The weird urge to join the Warlord faded, and instead of the safe, pampered existence his presence offered, she saw it for what it was. A silken prison. Yes, she’d be cared for, pampered and protected, but she would also have men paraded before her until she claimed a husband, and then she would spend months on her back as he tried to impregnate her. Any male child would be taken away and sent to warrior training. Females would be allowed to remain with her for a time, but even they would be stolen away and groomed to become mates for the Warlords.

The rush of fury cleared her head, and she took a step back just as he reached out. She watched clinically as his hand pushed through the barrier. His flesh was pale and his hand looked strong. Scarred, calloused and hard. Had he used those hands to hurt her mother?
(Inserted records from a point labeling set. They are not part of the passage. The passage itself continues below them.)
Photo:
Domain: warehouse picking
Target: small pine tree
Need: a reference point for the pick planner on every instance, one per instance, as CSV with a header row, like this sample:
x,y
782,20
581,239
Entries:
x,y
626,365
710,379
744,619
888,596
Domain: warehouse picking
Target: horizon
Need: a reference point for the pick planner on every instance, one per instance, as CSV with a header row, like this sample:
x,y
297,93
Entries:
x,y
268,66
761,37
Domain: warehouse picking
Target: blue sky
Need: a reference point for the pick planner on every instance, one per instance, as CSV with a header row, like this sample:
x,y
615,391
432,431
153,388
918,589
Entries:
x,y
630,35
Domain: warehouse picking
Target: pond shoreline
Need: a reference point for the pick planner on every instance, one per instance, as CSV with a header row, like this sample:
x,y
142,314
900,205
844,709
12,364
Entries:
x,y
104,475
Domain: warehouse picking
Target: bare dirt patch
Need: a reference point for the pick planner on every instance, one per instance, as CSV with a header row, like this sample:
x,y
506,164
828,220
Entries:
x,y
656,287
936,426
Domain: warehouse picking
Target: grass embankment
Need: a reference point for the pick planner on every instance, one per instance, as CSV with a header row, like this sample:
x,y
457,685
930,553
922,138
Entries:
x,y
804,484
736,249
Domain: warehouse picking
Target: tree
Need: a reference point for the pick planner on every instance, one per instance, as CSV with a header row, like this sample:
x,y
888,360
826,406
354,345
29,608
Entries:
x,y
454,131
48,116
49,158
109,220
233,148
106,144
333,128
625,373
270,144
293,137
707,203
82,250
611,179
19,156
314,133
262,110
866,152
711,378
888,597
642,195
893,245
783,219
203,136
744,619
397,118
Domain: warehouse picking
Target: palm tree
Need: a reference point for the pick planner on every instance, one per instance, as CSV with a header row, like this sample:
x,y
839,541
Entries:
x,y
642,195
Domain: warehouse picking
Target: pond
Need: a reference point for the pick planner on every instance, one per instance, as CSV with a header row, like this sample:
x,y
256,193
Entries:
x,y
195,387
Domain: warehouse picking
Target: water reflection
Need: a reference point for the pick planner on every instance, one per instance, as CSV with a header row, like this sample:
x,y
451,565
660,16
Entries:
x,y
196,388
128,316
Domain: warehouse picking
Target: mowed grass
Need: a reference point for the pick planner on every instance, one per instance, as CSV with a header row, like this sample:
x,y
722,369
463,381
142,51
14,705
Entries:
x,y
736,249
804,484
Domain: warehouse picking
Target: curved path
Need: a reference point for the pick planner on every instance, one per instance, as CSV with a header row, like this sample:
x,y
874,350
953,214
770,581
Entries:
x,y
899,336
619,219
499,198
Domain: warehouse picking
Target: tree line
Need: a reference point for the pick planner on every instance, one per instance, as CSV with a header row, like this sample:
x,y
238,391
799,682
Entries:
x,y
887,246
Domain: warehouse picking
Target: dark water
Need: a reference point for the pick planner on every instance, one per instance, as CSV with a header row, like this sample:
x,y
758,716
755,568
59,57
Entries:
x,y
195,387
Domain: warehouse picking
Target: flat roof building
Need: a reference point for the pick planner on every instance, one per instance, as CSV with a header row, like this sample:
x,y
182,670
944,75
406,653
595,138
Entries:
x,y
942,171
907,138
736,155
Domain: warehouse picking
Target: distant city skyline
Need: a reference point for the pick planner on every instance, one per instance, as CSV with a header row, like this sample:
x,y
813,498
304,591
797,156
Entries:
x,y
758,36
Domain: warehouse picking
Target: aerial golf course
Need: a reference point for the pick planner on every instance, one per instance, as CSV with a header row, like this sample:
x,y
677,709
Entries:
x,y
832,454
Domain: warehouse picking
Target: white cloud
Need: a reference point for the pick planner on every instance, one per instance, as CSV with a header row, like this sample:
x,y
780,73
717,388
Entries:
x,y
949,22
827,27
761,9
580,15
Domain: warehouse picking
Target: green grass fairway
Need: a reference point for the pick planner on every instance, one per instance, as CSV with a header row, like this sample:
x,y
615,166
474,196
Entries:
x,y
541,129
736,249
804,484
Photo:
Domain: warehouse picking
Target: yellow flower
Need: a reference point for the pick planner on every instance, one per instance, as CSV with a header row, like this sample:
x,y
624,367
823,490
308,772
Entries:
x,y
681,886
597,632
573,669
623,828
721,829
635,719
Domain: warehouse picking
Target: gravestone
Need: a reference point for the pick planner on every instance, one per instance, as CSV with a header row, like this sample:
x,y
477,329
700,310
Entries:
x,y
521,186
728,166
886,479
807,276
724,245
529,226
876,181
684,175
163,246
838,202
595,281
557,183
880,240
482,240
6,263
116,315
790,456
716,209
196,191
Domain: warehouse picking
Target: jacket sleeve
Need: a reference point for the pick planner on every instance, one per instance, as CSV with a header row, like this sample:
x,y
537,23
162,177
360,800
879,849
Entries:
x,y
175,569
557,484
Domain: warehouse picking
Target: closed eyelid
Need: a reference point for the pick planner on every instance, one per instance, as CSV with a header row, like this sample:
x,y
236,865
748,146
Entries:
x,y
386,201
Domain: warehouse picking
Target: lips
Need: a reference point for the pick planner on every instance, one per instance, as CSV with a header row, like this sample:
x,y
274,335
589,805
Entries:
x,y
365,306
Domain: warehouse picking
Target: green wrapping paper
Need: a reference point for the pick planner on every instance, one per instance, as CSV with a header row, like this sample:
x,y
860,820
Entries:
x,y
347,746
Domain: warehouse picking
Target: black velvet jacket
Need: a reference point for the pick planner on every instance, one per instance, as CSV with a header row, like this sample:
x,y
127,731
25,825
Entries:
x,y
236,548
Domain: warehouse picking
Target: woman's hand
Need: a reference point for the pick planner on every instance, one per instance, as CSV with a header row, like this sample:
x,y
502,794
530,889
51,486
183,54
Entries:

Slowly, Lee looked up at him and shook her head. “If you want me, you’ll have to do more than that.” She drew her arm back like she was launching a fastball and watched as silver fire went hurtling toward his face. She heard him yell, and even as she launched out, part of her whispered,
That was a bad, bad idea . . .

Something reached out of the gate, wispy and insubstantial as smoke. It caught her magick, sucked inside. She heard the Warlord shout out,

No!” He slashed a hand through the air, and the power fabric that held the gate together splintered as it consumed the magick. “Get back, Daisha.” His shout was distant, tinny, and she must have been imagining it, but he sounded
worried
. Terror filled her as more of those smoky tendrils snaked out of the gate, reaching for her.

She jerked back, instinctively shutting down her magick. Seconds passed as those smoky things continued to reach for her. Time slowed down, and she was excruciatingly aware of each passing second as the gate’s energies tried to reach her. Tension mounted until the silence seemed to scream, and then a huge crack of thunder ripped through the air above.